In such a climate, the fall of a client state was considered a setback for the patron. The motives behind the current Russian position, by contrast, are particularly unclear and as a consequence analysts seem to be wavering when asked to explain the Russian policy. Although the Cold War ended more than two decades ago and the situation has since fundamentally changed, most analysts tend to explain the Russian position on the Syrian crisis in historic perspective and as a consequence predict a return of the Cold War divide.

Internal opposition

In fact, except for its nuclear arsenal and a permanent membership in the Council, Russia lacks today some of the key characteristic of a superpower. Its GDP, for example, is only one tenth of that of the US — $14.5 trillion (Dh53.22 trillion). It lags far behind China too — the second largest world economy with a GDP of around $5.8 trillion. Russia's population is also shrinking. When the Cold War ended in 1991, Russia's population was 163 million. Today it is approximately 147 million and is set to further decline. Having said that; Russia's support of the Syrian regime must be seen as defensive rather than aggressive policy. Russia's position on the Syrian crisis has two aspects: domestic and external.

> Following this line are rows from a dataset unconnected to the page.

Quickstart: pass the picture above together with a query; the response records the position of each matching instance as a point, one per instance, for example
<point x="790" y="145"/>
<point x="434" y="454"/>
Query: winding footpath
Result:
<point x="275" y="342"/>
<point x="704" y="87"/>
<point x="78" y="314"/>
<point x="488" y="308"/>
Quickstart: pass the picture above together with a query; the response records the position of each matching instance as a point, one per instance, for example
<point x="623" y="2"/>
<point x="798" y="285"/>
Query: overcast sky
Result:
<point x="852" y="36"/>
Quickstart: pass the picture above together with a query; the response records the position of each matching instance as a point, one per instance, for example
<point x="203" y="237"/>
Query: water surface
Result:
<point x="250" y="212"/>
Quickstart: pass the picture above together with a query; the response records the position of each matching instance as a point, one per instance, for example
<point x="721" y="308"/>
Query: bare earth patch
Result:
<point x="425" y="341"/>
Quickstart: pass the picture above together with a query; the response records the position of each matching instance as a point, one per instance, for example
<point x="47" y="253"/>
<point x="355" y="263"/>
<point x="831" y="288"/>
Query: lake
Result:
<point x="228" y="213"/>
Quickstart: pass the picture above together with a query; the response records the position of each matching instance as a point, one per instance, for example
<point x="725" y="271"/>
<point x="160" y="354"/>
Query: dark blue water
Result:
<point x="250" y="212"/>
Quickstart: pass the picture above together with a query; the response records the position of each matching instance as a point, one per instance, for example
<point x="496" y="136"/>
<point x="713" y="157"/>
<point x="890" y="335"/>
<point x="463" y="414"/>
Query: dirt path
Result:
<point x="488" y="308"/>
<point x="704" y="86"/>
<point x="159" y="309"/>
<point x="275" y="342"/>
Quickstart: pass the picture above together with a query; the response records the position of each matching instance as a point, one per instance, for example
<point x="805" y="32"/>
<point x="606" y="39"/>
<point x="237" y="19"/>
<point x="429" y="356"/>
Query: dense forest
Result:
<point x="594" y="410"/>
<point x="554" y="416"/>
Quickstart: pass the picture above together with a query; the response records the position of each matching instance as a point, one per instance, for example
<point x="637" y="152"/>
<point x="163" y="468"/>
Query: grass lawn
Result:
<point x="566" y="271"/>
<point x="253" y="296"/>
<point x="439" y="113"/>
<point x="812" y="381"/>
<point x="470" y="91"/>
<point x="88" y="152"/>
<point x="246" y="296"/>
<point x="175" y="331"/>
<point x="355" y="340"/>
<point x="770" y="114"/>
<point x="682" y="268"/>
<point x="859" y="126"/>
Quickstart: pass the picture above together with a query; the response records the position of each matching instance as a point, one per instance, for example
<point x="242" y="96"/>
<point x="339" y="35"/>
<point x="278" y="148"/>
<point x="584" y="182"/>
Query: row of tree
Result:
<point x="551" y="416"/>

Domestically, the Russian government fears the fast-growing internal opposition movement since the early December parliamentary elections, which was marred by fraud and ballot stuffing. Prime Minister Vladimir Putin, who is seeking a return to the presidency next month, seems to be convinced that any popular protest in any part of the world, and especially in the Middle East, is supported by the US; it will have a domino effect and it will hence be inspiring for his internal opposition. The closer he, therefore, gets to the March election, the more resistance he will produce to prevent a victory by the opposition in Syria. Here, Putin is in fact defending himself not the Syrian regime.

Externally, ever since the collapse of the Soviet Union, Moscow has been struggling to prevent the US from penetrating into its strategic belt in Caucasia and Central Asia. Although Moscow has retained its influence over most of the former Soviet republics which have formerly been lost to the US, Russia remains absolutely irritated by Nato's expansion into most of Eastern Europe and Russia's western frontiers. The deployment of the US defence shield in Eastern Europe and Turkey is also a matter of great concern. Opposing western policies on Syria is a means to complain against western meddling in Russia's strategic sphere and for ignoring its national interests in many other parts of the world, more recently in Libya.

Finally, Russia seems to be concerned about the rise of Turkey's influence in the Middle East, the Balkans, Central Asia and Caucasia. With one third of its population being Muslims, Russia views Turkey's policies, especially under the Islamically-oriented government of the AKP, with great suspicion. Turkey is marketing itself as model of liberal Islam in the Islamic world and with the ascendance of Islamist forces in all of the Arab countries which have so far witnessed change; Turkey is acting or presenting itself as a mentor for these forces.

Bearing in mind the centuries-old historic animosity between the Sunni Muslim Ottoman Empire and Christian Russia, Moscow is absolutely alarmed by the rise of Turkey and its interpretation of Islam. Should the Syrian regime fall too, Turkey, which has openly supported the opposition, is set to benefit the most. For Moscow, this will fundamentally change the balance of power in a region that stretches from central Asia to the Middle East and from the Balkans and Caucasia to the Gulf. With Iran's position weakening too, Russia, which attempts to present itself as a moderator between Tehran and the West, will also become irrelevant. Russia's new assertiveness must hence be understood within this context and its support for the Syrian regime is in fact more about defending its own interests rather than those of Damascus.

 

Dr Marwan Kabalan is the Dean of the Faculty of International Relations and Diplomacy, Kalamoon University, Damascus, Syria.